The growth of regional and national strike teams, along with continuing anti-corporate rhetoric from the White House, portends more trouble ahead for skilled nursing providers.

The Department of Justice healthcare fraud unit already employs more criminal healthcare prosecutors than many US Attorneys offices have attorneys, noted Anthony J. Burba of Barnes & Thornburg LLP in commentary published in the National Law Review.

“When the Fraud Section’s resources grow, often there is a corresponding growth in assistant US attorney and agent numbers in the districts where strike forces are located,” he wrote. “If nothing else, healthcare providers can take from this announcement that the federal government’s investment in healthcare fraud enforcement will continue to grow, and its focus on these issues will remain sharp. … Understaffing and underfunding of compliance programs is riskier than ever.”

For more proof that the administration continues to paint some providers as profit raiders, one has to simply skim the latest fact sheet on lowering healthcare costs. It’s in that Dec. 7 document that the White House outlines its concern that the “healthcare system is increasingly being financialized, with corporate owners like private-equity firms and others maximizing their profits at the expense of patients’ health and safety, while increasing costs for patients and taxpayers alike.”

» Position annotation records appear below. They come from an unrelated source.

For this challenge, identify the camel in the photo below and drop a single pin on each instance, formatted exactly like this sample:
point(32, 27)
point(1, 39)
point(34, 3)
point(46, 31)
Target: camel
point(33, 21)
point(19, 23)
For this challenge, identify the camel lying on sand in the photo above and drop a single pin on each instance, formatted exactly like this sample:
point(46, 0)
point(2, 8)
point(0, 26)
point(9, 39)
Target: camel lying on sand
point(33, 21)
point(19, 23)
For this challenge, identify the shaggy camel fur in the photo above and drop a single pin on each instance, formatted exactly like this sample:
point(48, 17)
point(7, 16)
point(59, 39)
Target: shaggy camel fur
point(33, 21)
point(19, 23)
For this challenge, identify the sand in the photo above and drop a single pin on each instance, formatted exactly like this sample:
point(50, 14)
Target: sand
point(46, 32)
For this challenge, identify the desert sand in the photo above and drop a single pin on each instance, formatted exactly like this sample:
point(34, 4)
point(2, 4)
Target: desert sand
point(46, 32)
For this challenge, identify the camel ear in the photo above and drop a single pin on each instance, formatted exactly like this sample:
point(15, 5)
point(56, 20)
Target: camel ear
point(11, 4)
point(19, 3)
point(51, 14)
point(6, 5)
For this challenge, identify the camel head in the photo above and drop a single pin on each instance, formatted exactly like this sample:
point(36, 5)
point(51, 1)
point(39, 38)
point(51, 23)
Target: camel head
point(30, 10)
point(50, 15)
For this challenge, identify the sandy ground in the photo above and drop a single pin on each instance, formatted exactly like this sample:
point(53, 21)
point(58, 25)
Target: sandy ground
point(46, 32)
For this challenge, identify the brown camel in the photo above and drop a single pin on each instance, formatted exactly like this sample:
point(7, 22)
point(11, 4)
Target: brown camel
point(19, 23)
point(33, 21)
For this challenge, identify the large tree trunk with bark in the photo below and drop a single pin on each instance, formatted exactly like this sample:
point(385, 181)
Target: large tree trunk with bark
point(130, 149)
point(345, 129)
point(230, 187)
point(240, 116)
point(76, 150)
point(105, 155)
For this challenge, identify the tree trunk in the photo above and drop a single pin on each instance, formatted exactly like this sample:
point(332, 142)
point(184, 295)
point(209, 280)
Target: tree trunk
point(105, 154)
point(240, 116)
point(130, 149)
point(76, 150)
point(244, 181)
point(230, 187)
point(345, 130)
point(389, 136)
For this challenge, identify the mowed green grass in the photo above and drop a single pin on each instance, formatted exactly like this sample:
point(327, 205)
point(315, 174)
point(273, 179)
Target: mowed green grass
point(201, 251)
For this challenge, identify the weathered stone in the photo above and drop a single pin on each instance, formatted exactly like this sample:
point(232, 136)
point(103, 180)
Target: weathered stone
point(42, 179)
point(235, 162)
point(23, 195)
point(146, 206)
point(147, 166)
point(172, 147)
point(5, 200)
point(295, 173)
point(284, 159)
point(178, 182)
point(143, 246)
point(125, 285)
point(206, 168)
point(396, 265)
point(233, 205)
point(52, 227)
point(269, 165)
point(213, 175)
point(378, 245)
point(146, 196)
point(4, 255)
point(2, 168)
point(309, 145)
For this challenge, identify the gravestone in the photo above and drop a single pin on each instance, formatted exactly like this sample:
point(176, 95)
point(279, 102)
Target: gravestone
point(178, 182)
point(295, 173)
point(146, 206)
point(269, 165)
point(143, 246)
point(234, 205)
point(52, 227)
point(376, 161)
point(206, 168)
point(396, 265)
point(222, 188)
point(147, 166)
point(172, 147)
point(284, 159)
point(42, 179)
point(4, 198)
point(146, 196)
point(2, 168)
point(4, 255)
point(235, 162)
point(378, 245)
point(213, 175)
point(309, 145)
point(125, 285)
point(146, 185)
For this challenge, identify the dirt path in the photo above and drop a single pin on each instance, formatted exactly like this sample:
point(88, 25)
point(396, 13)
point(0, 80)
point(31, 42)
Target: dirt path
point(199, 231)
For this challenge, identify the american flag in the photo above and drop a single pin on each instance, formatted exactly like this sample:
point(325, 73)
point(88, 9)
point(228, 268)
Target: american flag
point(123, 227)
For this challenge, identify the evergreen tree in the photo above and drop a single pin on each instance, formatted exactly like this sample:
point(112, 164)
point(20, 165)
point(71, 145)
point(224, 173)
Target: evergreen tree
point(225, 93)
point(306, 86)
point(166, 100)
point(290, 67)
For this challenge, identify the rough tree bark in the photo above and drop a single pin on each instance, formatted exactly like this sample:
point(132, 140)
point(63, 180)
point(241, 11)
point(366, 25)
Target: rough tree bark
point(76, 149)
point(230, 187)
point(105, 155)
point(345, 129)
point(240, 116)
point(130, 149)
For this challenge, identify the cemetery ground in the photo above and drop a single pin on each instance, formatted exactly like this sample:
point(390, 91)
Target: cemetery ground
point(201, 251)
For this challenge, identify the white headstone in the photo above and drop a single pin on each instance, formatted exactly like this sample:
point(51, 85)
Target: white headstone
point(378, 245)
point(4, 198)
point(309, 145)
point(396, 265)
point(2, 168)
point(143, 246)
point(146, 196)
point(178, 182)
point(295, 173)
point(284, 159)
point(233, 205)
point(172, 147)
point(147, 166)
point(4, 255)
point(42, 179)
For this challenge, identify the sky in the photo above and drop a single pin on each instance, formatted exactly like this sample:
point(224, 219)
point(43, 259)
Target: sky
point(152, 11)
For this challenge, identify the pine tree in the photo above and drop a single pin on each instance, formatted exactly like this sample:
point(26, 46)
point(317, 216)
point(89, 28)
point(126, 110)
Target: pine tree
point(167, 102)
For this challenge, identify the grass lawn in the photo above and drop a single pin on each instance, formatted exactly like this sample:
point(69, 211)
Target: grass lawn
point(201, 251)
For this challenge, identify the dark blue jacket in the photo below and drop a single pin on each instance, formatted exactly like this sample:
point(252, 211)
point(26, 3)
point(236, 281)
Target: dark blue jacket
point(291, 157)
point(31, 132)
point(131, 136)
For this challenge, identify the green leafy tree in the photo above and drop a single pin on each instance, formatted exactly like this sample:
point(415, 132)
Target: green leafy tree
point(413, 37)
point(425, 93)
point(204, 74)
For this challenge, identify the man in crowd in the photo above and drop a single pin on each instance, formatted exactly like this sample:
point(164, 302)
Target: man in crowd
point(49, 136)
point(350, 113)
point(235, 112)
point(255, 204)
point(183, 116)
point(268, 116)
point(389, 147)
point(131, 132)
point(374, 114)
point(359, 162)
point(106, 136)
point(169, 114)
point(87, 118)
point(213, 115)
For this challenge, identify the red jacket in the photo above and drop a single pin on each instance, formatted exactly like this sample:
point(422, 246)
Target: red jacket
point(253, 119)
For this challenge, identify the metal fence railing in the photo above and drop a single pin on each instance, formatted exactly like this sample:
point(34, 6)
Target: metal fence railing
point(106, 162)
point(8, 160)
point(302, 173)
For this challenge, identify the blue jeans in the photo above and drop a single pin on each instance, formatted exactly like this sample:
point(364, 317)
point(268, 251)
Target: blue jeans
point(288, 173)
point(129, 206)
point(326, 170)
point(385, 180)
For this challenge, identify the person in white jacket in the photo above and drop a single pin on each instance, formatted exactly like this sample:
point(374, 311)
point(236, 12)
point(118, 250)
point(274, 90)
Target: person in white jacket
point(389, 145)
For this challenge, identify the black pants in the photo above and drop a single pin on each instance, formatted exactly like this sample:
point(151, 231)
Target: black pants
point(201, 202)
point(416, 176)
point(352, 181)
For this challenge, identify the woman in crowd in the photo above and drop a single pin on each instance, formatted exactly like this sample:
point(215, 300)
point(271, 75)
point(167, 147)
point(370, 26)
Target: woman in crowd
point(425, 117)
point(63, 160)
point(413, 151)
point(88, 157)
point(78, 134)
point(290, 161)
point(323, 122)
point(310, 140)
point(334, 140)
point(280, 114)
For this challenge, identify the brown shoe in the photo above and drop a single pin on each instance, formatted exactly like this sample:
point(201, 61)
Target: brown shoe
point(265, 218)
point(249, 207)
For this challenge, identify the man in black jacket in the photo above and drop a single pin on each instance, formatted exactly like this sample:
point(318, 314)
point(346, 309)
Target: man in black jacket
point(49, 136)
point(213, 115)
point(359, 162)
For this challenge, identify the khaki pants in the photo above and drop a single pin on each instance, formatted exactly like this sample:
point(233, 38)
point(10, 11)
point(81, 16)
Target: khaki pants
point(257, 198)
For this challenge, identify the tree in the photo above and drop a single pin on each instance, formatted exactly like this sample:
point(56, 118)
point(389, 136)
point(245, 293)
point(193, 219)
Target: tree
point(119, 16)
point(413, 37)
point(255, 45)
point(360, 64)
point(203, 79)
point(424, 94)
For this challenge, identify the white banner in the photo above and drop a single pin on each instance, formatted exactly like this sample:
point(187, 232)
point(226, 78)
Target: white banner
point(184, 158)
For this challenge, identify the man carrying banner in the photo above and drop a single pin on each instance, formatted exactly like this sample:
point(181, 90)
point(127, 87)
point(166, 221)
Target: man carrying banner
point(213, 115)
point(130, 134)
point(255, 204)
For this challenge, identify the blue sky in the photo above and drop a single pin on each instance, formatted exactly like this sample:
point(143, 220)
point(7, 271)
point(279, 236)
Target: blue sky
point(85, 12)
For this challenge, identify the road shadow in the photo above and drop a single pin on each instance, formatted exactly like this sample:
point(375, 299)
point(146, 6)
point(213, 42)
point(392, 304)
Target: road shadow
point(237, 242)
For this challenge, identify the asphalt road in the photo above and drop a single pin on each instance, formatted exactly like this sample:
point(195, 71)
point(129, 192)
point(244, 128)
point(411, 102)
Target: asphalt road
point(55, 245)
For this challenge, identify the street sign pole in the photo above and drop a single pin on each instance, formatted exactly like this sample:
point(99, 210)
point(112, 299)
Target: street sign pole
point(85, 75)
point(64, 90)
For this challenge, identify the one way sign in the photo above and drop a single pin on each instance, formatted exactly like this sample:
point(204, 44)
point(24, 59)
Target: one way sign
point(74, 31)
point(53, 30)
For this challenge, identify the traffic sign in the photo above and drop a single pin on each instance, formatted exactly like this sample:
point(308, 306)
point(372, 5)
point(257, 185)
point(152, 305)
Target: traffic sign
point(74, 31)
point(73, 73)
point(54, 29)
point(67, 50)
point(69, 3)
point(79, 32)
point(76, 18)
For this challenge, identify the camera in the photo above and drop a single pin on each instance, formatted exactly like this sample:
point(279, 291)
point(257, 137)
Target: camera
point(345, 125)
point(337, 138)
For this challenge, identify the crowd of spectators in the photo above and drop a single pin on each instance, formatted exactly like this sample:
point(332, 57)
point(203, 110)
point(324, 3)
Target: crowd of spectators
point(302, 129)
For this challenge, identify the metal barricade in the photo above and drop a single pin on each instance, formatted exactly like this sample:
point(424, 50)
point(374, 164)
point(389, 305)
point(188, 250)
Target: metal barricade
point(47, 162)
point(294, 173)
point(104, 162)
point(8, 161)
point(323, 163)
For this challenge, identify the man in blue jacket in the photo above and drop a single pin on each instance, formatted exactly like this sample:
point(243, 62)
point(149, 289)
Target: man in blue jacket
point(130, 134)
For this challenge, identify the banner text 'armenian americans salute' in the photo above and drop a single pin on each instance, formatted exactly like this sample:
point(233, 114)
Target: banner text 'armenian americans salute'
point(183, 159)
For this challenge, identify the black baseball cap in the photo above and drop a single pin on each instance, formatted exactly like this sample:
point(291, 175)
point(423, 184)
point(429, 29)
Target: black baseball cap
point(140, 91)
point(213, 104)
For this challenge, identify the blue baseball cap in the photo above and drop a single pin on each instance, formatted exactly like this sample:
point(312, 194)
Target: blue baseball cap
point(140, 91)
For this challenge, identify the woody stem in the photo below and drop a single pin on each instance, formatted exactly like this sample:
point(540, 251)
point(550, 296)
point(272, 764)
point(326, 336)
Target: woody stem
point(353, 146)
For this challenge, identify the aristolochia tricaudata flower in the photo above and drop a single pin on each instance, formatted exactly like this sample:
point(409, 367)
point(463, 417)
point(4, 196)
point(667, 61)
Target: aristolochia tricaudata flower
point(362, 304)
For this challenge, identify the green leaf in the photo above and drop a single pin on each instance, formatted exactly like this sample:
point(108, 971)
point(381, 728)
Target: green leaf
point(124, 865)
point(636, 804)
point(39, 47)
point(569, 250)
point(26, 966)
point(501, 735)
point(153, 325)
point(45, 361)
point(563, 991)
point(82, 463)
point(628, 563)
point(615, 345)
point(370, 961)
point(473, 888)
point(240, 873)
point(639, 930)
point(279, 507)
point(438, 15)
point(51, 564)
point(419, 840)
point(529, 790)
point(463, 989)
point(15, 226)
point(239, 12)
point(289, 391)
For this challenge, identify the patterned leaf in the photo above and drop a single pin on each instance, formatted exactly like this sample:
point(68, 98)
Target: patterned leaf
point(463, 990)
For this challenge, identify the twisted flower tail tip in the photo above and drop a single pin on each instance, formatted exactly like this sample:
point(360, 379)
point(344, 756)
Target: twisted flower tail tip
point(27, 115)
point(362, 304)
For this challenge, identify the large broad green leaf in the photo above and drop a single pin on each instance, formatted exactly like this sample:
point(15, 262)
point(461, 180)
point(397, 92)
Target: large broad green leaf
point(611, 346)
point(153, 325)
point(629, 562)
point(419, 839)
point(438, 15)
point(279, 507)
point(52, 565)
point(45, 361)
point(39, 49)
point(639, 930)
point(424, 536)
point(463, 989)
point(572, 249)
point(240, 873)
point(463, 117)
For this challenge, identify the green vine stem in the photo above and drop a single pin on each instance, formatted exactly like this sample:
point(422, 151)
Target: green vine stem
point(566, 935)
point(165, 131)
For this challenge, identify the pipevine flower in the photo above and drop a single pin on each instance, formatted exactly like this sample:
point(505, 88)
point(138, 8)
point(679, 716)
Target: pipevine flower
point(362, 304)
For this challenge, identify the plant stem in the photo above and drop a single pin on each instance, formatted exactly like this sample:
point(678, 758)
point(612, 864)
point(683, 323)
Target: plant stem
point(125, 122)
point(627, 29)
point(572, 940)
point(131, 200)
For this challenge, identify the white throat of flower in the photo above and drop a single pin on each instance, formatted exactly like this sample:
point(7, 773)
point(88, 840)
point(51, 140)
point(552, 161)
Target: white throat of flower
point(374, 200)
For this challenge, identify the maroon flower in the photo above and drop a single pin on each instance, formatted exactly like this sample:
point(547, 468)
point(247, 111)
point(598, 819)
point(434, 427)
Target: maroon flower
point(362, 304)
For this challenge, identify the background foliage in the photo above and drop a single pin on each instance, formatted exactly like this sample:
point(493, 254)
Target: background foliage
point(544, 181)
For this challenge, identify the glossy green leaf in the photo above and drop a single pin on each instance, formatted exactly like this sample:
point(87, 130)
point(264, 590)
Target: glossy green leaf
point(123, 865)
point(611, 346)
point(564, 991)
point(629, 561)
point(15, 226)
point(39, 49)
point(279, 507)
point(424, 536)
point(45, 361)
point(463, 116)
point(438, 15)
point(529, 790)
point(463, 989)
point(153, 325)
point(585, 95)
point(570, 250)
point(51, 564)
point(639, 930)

It directs the Justice Department, the Federal Trade Commission, and the Department of Health and Human Services to issue a joint Request for Information to seek input about how private equity and other corporations’ increasing power and control of healthcare is affecting Americans. 

The results would be used to underpin future regulation and enforcement prioritization, the White House said. The three agencies will continue to work together on case referrals, training, data-sharing, and new healthcare competition policy. 

It’s as part of that effort that HHS will appoint a chief competition officer and the DOJ’s Antitrust Division and FTC will name new counsels for healthcare.